Video recording in 720p, Full HD and UHD 4K is supported.
A bigger battery
Battery life is certainly one of the highlights of this mid-range performer. With a 3,500mAh battery, even the most addicted smartphone users will get a full day out of it. Me, on the other hand, was getting an average of more than two days of use out of a full charge.
The built-in automatic brightness will save you valuable juice, but to be honest, with my typical usage and the size of the battery, I found it more convenient to just leave the brightness on about 40%, which was more than enough to see outdoors in the middle of the day. Note: February in Berlin is quite dark and grey… this may be less practical depending on where you live.
The phone also supports 18W quick charging and HMD has been kind enough to include the relevant charger in the box. There’s no wireless charging, however.

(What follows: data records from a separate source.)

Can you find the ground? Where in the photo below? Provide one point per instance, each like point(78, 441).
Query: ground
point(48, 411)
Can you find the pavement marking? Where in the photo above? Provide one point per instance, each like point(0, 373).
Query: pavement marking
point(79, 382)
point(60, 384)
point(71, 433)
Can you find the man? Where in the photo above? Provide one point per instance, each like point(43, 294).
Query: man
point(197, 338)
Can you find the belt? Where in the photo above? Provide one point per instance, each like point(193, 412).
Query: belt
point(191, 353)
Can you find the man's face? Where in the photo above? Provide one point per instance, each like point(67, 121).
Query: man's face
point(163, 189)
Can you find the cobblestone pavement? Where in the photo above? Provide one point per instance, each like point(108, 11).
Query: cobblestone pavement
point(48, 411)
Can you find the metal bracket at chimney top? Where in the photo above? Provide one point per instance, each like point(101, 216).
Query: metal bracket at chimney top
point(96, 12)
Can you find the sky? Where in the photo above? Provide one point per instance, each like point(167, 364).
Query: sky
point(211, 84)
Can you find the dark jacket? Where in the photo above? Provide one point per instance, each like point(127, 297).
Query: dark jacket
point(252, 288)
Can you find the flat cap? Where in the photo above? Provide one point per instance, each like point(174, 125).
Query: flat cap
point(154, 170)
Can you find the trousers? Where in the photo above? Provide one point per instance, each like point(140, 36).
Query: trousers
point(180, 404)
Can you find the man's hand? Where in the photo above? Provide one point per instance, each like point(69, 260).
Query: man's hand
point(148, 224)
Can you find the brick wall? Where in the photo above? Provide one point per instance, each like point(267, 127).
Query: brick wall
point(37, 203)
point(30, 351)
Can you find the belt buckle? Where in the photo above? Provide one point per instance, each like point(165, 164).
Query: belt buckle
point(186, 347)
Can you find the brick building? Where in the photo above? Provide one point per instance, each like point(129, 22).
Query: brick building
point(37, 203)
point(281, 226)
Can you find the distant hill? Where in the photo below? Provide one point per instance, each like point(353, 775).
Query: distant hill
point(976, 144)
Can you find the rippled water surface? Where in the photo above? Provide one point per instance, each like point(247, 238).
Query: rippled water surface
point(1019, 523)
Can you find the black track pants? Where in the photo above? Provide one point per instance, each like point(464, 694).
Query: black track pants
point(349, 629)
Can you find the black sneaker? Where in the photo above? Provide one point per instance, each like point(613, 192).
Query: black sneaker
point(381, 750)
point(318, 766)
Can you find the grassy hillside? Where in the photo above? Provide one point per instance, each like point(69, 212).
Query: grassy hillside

Nokia 8.1 technical specifications
|Dimensions:||154.8 x 75.8 x 8 mm|
|Battery size:||3500 mAh|
|Screen size:||6.18 in|
|Screen:||2280 x 1080 pixels (408 ppi)|
|Front camera:||20 megapixels|
|Rear camera:||13 megapixels|
|Android version:||9 - Pie|
|Internal storage:||64 GB|
|Chipset:||Qualcomm Snapdragon 710|
|Number of cores:||8|
|Max. clock speed:||2.2 GHz|
|Connectivity:||HSPA, LTE, NFC, Dual-SIM , Bluetooth 5.0|
The Nokia 8.1 is a classy mid-range smartphone that feels more premium in the hand than almost every phone at this price point. The Android One software is a big bonus for this device, and for fans of stock Android looking for the Pie experience, it will be a hit. The rear camera is a bit meh, but the selfie lens is superb.
Despite its large 6.18-inch display, the Nokia 8.1 manages to remain compact enough for small phone enthusiasts like myself, and that Snapdragon 710 processor is more than capable of matching phones with more horsepower in daily usage. Job done, in my opinion.